しばらくすると自分が映っているかなんてどうでもよくなり、前半最大の見どころである『彼女の”Modern…”』まできました。そこで稲葉さんはGLAYの曲を歌い倒し、フェイクもガンガンに決めて、最後に大ジャンプまで決めたのに、歌い終わった後の一言が小声で「失礼しました…」だったところが稲葉さんらしくて好きだなぁと思いました。ちなみに、歌う前に曲名を言う前の一言も「失礼します」でした。どれだけ謙虚なんでしょう。そして配信でも6人の楽しそうな姿を見ていると泣いてしまいました。5回目。

『恋心』では踊っている僕の後ろ姿がチラッと映っていたのですが、後ろ姿だったので”泣きながら踊っている変な奴”は認識できなかったです。映っていたら映像の邪魔になったと思うので、顔が映っていなくて良かったです。

全曲感想は書けるのですが、配信を見ている方も多いと思うので割愛します。ただ『さよならなんかは言わせない』の最初のギターは、改めて聴くと『兵、走る』なわけがなかったのですが、現場では脳の処理が追い付かないくらい予想外の選曲だったんだと思います。そしてやっぱりあのあたたかいメロディとメッセージ性の強い歌詞に涙が出ました。6回目。

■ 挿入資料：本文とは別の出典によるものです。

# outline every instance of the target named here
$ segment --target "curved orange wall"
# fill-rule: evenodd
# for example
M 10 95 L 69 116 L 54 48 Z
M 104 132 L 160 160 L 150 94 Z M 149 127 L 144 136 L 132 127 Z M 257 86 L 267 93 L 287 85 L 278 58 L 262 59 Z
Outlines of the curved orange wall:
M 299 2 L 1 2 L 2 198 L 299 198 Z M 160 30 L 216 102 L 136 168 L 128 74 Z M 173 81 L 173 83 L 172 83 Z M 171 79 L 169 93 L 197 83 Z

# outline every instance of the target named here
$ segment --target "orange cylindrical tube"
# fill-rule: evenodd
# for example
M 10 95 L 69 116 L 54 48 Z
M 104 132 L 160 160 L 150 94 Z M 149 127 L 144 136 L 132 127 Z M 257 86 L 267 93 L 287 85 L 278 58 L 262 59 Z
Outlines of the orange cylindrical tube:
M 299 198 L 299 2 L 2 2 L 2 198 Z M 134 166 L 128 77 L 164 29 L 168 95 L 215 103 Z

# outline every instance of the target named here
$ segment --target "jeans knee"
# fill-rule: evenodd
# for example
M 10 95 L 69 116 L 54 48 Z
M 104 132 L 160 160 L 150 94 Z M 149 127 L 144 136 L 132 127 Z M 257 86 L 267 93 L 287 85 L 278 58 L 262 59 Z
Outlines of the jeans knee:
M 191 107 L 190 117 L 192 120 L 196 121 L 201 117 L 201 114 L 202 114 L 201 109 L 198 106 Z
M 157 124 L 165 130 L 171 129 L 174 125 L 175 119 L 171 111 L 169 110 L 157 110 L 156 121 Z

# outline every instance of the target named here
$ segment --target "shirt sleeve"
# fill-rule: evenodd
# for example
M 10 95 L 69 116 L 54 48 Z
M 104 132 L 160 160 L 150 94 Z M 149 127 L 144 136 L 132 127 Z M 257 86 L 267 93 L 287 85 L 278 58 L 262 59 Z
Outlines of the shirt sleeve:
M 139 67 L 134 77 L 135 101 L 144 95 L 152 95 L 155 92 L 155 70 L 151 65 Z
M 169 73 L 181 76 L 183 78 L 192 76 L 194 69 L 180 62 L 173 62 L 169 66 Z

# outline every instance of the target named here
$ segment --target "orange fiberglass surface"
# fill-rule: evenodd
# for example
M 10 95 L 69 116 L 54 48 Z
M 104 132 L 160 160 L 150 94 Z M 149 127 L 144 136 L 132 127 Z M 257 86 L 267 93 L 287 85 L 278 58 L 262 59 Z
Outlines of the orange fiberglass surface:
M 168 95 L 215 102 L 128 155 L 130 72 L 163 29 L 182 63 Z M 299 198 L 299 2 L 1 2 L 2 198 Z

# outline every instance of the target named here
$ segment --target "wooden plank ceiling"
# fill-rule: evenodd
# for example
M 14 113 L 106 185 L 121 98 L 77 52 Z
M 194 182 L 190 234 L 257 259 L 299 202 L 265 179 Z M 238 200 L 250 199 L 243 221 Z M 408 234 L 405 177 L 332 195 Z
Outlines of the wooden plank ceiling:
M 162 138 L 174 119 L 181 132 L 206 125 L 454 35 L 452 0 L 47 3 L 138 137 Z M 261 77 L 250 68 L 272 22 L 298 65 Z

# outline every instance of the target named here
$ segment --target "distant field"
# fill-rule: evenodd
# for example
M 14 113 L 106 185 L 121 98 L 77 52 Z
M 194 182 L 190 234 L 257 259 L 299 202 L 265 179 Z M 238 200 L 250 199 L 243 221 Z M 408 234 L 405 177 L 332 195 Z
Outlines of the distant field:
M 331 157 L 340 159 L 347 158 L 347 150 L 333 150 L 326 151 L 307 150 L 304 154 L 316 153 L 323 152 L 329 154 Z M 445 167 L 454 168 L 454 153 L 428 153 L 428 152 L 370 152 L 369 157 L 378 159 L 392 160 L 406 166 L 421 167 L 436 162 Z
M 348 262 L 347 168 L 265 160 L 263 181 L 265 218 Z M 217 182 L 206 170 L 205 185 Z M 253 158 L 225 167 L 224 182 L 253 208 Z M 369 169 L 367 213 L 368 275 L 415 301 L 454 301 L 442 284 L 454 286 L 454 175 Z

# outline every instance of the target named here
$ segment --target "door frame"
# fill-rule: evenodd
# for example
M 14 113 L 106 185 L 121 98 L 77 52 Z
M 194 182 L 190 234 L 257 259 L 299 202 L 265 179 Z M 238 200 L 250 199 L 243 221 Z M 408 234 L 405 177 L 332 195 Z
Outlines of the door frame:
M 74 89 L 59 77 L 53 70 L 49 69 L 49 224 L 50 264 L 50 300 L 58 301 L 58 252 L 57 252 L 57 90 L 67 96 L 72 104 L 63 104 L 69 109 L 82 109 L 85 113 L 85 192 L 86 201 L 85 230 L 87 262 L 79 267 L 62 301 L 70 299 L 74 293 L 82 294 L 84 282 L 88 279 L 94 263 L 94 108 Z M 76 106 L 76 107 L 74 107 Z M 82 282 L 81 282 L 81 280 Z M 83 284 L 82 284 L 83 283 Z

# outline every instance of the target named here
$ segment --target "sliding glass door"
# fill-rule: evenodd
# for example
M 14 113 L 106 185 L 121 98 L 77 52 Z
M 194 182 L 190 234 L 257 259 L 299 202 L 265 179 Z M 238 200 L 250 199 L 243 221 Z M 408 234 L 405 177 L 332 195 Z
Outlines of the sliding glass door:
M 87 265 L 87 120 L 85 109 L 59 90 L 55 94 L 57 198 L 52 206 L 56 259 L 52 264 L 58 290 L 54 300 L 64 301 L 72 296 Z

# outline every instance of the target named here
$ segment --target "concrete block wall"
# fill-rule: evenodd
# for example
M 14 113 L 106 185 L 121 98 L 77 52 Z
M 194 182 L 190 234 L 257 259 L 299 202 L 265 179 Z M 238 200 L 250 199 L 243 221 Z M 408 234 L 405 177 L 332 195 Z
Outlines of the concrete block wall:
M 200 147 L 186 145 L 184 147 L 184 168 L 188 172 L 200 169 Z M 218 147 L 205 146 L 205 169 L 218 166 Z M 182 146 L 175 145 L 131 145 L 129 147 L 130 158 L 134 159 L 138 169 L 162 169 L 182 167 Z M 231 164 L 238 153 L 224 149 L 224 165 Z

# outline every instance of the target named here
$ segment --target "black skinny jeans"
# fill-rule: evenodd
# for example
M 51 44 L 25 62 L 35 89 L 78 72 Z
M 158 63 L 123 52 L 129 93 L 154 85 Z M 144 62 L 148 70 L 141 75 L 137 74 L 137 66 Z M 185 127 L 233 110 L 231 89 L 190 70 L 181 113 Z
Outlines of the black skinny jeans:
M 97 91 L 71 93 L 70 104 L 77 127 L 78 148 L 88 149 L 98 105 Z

配信ライブの利点は、スマホで再生できるので移動中でもイヤホンで聴けることです。そこで改めて思ったは「稲葉さん歌うまっ!」「松本さんギターうまっ!」という、当たり前のようだけどとても尊いことでした。きっと2人のたゆまぬ努力の結晶なのだと思います。デビューから33年経っても新曲にワクワクして、最新のライブが最高と思えるなんて、本当に幸せです。B'zのライブを観ると生きる活力をもらえるとともに、背筋が伸びます。

ライブ開催決定から2カ月半、怒涛の日々でした。大きな声援を送りながら参加するライブが早く開催できることを願いながら、6000文字を超えてしまったこの投稿を終えようと思います。ちなみにタイトルにあった「n」は「n=6」が正解でした。ありがとうございました。